In our experience as a concierge that connects investors to vetted local counsel and partners — not as the asset owner or a licensed adviser — the strongest structures in Raja Ampat usually stack both layers rather than picking one:
- Secure the customary layer first and properly. Identify every rights-holding clan, map overlapping claims, and document agreement with all of them, witnessed by the village and sub-district. This is the foundation; skip it and nothing above survives.
- Formalise toward registered title. Where the land can be certified, work through the land-release and titling process so a PT PMA can hold Hak Pakai or HGB on top of the cleaned-up base.
- Hold it inside a PT PMA. This is also what unlocks the legal right for foreign capital to participate, and it ties land tenure to the corporate vehicle you will actually sell or finance. The mechanics of setting up that company are covered on our PT PMA legal page.
A short due-diligence checklist before any money moves:
- Who, exactly, holds the customary rights — and are there competing branches?
- Is the land already certified, or does it require release and registration?
- What is the enforceable renewal mechanism, not just the verbal promise?
- Are there conservation-zone or marine-spatial-planning restrictions on the site? Raja Ampat is a heavily protected marine area, and zoning can override tenure.
- Does the structure let a future buyer or lender verify everything independently?
The honest bottom line
If you need to move fast, have limited capital, and trust your local relationships, a clean customary leasehold can get a small eco-property running. If you want financing, a defensible exit, and an asset a lawyer in Jakarta or Singapore can verify, you need registered title held through a PT PMA — and you’ll likely build the lease underneath it anyway.

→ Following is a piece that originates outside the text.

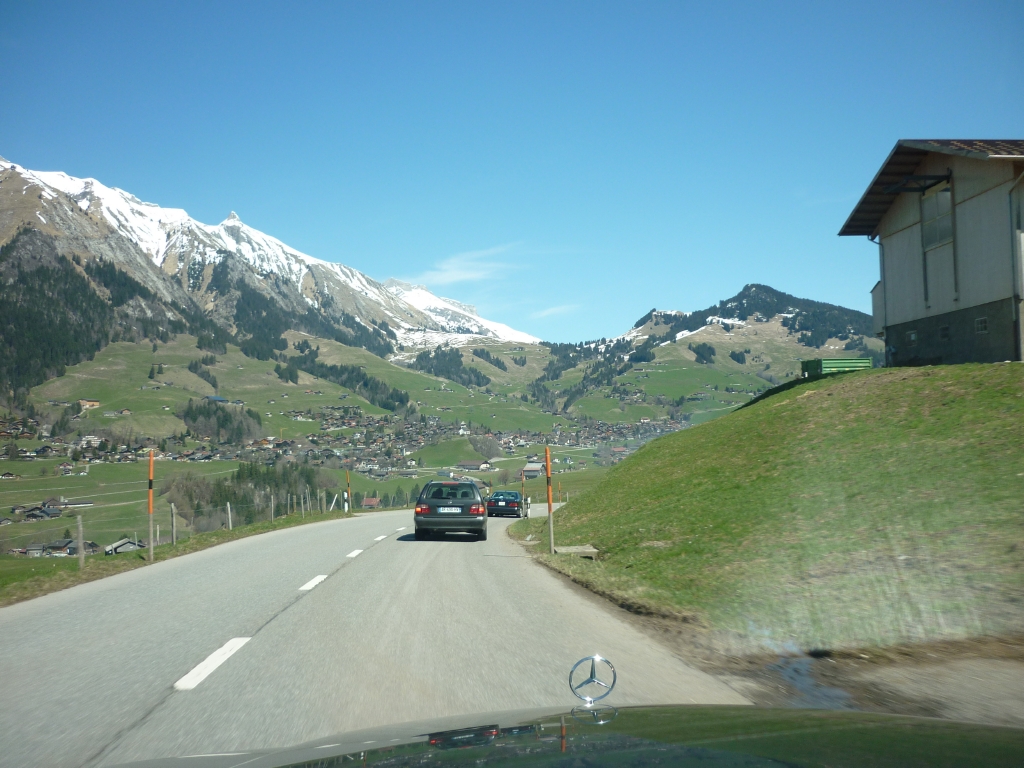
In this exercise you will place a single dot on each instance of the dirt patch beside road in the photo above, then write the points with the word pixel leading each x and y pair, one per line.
pixel 979 680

Figures, terms and thresholds above reflect general practice as of June 2026 and are subject to change; conservation rules in particular evolve. None of this is legal, tax or financial advice, and no return is guaranteed. The final word on any title, lease or permit rests with the rights-holders and the relevant Indonesian authorities. Before committing funds, have the specific parcel checked by a licensed PPAT notary and qualified counsel — Bali Premium Trip can introduce vetted professionals, but the decision, and the risk, are yours.